XXXIX [Roccia (1)]

6.8K 950 5
                                    

ఇ ◝‿◜ ఇ

Happy Reading

ఇ ◝‿◜ ఇ

"Lo liat gak si kacamata itu kemarin di marahin sama orang tuanya?"

Rio tersenyum simpul. "Gue liat. Siapa suruh nantang gue? Sekarang dia jadi kena getahnya," ucapnya. Terakhir ia memberinya pelajaran dimana Aludra menahannya.

"Lagian itu anak kenapa sih cari masalah terus sama lo?" tanya David, teman Rio.

Rio mengedikkan bahunya acuh. "Entahlah. Iri kali sama gue," celetuknya sambil tertawa.

Si kacamata, kalian pasti pernah mendengarnya. Ia adalah orang yang menyebarkan fitnah tentang Rio mengenai beberapa pelecehan.  Entah lah maksud dari perlakuannya itu. Rio menduga bahwa si kacamata itu melakukan hal itu karena ayahnya dan ayah Rio adalah rival di rumah sakit itu. Tunggu, bukan ayah Rio yang menjadikannya rival, justru kebalikan.
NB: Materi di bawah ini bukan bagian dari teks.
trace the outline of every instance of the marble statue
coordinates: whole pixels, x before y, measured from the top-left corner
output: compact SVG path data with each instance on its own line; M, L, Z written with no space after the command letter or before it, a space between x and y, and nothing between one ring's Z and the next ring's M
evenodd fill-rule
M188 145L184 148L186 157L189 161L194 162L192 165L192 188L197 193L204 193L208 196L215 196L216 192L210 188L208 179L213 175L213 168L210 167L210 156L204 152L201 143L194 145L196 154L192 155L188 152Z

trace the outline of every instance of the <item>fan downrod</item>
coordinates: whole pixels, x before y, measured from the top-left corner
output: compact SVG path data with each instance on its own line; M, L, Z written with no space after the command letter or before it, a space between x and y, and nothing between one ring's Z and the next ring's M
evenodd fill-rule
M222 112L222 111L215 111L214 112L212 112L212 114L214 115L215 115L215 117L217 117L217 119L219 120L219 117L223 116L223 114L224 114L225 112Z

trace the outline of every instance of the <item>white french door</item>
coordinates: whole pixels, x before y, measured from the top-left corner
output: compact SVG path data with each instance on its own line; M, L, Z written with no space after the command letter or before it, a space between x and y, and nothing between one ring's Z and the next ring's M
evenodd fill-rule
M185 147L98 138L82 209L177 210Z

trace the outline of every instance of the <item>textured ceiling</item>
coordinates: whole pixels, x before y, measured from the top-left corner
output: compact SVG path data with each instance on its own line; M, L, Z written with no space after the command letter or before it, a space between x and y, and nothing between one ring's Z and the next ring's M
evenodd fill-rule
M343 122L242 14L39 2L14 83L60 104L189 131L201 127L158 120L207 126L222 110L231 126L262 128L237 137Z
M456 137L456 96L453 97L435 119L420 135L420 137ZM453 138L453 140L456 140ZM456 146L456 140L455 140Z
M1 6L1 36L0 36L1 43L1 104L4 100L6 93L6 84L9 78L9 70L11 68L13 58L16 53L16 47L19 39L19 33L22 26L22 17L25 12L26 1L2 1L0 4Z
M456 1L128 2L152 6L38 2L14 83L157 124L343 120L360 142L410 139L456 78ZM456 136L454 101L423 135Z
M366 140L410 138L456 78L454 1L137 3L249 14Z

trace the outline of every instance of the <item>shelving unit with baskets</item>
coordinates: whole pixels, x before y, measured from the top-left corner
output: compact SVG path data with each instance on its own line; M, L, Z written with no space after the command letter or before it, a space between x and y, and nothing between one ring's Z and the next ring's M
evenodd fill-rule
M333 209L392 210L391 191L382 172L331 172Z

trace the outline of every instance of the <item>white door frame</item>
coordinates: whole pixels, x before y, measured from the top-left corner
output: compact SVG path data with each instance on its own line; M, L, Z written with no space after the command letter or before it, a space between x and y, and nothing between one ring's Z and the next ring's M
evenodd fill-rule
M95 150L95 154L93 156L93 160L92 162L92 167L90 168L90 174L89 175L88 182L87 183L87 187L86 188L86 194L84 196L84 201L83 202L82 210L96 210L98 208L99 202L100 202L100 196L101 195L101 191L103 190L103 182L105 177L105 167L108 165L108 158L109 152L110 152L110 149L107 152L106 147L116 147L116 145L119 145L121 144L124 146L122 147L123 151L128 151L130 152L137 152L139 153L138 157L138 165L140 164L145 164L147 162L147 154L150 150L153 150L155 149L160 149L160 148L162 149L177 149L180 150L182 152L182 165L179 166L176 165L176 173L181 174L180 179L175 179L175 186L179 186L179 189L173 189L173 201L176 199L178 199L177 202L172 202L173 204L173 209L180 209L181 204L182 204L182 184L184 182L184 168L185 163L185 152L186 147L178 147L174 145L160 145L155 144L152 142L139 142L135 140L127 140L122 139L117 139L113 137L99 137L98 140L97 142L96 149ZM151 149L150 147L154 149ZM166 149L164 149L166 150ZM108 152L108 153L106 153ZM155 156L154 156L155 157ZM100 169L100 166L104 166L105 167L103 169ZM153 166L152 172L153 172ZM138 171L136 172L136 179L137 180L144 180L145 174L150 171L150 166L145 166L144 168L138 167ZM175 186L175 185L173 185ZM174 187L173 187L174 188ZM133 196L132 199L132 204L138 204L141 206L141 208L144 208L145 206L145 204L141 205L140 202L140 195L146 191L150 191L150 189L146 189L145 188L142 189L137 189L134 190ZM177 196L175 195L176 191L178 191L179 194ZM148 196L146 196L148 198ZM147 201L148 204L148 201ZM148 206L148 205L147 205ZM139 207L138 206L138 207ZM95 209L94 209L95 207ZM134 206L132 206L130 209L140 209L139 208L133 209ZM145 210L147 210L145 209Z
Dia ingin ayahnya dipandang lebih dibanding ayah Rio. 

Untunglah ayah Rio mengerti bahwa anaknya terkena fitnah tersebut, ia sudah mengurus semuanya. Dan hasilnya adalah Rio yang menang. Si kacamata itu salah mencari masalah dengan seseorang.

"RIO!!"

Suara teriakan menggelegar dari belakang tubuhnya. Kedua orang itu otomatis menoleh ke belakang untuk mengetahui orang tersebut.

Bu Lora yang memanggilnya. Sepertinya ini pertama kalinya ia dipanggil seperti itu oleh guru. Ia terlihat bingung, mengapa Lora memanggilnya? Padahal saat itu sudah pulang sekolah dan mereka bersiap untuk pulang ke rumah.

"Ada apa, Bu?" tanya Rio sopan.

Bu Lora melepaskan heels-nya dan memijat area pergelangan kakinya. Untuk menjaga keseimbangannya, ia menahan satu tangannya pada bahu Rio. "Untung kamu belum pulang." Ia memasang sepatunya kembali. "Saya mau minta tolong kepadamu," pintanya.

"Minta tolong?"

Bu Lora mengangguk. "Saya mau menjadikanmu model buat ekskul seni hari ini," ucapnya sambil tersenyum.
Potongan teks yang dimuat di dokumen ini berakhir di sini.